Just as worrying is the possible recurrence of “payment shock” as interest rates on adjustable-rate mortgages reset higher. Resets on subprime loans have mostly taken place, but the worst is yet to come for some other loans, especially the “Alt-A” category between prime and subprime and a nasty type of mortgage called an “option ARM” (see chart 3). The impact may be muted, but only if the Fed can keep short-term rates very low for the next couple of years—or if the borrowers can refinance as the reset approaches.

Given these downside risks, the recent pop in house prices will probably fizzle. Most economists expect them to fall by a further 5-10 percentage points, to their long-term trend line at roughly 40% below their peak, and not to reach bottom until some time in 2010. The pessimists predict they will go crashing through the trend-line to as little as half their 2006 high.

Analysts at Goldman Sachs, no fools when it comes to housing, hint at several years of stagnation. They argue that the rate of home ownership, currently just over 67%, will fall back to the 64-65.5% level that prevailed before prices took off in the mid-1990s, cutting deeply into demand for properties. This view is supported by a recent Fed study, which found that more than half of the boom-era rise in ownership was due to “innovative” mortgage products, many of which are now history.

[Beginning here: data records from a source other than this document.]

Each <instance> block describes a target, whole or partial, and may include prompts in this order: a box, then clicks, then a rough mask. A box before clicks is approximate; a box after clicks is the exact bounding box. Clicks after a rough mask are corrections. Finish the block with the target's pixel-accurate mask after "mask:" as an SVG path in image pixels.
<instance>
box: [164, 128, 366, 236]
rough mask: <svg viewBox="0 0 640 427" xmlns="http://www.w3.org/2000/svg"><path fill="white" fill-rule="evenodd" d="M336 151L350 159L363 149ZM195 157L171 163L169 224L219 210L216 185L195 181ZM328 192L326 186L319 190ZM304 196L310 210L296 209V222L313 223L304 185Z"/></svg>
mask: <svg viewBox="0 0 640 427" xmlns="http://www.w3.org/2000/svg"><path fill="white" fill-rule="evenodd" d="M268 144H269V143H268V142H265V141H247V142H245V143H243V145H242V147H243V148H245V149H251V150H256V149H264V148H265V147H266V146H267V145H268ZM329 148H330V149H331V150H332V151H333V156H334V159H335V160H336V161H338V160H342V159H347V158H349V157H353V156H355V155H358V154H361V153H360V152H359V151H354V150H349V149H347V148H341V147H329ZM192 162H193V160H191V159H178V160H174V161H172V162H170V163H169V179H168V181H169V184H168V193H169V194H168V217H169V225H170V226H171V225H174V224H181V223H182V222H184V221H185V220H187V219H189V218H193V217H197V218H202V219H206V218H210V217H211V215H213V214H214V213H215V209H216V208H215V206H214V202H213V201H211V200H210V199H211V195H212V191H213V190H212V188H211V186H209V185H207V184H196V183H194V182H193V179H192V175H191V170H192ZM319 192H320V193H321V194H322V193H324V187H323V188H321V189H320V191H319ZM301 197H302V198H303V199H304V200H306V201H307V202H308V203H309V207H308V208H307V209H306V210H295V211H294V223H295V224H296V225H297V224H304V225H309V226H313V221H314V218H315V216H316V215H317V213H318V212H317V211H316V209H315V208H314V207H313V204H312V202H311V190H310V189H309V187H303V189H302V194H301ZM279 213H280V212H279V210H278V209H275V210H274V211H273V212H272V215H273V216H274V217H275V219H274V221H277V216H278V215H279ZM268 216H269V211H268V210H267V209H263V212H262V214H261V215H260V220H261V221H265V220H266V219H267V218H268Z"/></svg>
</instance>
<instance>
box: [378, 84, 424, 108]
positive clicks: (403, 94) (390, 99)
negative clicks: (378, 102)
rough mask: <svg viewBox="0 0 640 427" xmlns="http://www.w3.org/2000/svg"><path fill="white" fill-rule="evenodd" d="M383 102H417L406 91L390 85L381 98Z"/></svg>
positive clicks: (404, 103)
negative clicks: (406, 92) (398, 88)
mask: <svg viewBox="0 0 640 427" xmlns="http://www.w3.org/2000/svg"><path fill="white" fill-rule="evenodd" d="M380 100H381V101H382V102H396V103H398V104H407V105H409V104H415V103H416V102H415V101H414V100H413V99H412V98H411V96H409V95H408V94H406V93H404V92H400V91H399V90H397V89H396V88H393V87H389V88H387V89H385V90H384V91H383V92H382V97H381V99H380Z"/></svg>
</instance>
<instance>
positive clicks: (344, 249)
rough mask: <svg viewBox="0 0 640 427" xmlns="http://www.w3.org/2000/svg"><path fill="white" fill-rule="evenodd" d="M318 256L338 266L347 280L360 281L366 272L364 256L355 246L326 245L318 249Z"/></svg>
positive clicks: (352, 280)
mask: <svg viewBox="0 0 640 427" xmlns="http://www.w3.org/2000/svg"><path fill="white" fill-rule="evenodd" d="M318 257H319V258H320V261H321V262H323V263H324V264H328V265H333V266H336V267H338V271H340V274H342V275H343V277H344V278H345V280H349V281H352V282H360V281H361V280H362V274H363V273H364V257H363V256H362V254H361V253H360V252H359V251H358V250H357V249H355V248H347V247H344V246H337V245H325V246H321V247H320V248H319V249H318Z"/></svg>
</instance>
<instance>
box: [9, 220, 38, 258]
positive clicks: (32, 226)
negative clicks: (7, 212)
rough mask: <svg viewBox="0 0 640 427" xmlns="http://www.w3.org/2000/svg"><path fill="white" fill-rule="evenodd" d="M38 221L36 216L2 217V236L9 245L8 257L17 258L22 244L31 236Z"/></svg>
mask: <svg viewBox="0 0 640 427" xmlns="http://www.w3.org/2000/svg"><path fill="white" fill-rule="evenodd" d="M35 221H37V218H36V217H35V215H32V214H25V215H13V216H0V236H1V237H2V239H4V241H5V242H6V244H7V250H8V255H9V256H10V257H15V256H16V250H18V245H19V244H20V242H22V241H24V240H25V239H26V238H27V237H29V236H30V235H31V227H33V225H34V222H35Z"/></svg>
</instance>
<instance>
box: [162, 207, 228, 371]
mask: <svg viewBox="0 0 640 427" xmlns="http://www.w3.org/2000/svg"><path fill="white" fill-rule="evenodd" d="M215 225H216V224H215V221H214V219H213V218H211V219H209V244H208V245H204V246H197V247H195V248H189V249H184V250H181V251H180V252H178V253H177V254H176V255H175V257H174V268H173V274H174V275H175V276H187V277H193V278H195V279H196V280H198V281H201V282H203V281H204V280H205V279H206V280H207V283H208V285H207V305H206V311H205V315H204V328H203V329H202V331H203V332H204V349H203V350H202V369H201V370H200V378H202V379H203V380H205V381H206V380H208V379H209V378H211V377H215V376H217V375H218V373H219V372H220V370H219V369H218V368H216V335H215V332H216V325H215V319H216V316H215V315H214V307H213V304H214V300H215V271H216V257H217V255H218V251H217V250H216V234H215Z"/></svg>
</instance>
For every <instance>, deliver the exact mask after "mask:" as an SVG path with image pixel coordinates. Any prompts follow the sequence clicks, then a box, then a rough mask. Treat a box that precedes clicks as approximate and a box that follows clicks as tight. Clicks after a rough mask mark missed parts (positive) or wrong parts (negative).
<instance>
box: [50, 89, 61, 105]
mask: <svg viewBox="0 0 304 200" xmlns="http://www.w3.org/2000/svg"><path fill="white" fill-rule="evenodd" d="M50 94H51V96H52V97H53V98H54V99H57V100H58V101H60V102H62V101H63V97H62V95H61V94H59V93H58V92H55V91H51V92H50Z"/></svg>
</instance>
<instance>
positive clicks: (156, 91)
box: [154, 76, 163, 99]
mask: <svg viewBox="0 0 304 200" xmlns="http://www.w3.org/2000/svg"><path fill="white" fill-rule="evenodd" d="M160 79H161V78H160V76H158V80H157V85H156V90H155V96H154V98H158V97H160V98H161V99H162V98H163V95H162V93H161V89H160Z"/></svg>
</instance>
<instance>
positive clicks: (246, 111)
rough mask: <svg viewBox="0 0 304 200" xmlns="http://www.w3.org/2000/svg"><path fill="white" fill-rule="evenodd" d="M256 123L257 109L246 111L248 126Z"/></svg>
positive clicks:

It could be even worse. Now that the myth of ever-rising house prices has been shattered, it may be time to embrace another inconvenient truth: that prices can take decades to recover, at least when adjusted for inflation. A study in June by the Federal Housing Finance Agency, a regulator, pointed out that in parts of Texas house prices still languish some 30% below their 1982 peaks in real terms. Mr Hefner may not have got such a bad deal after all.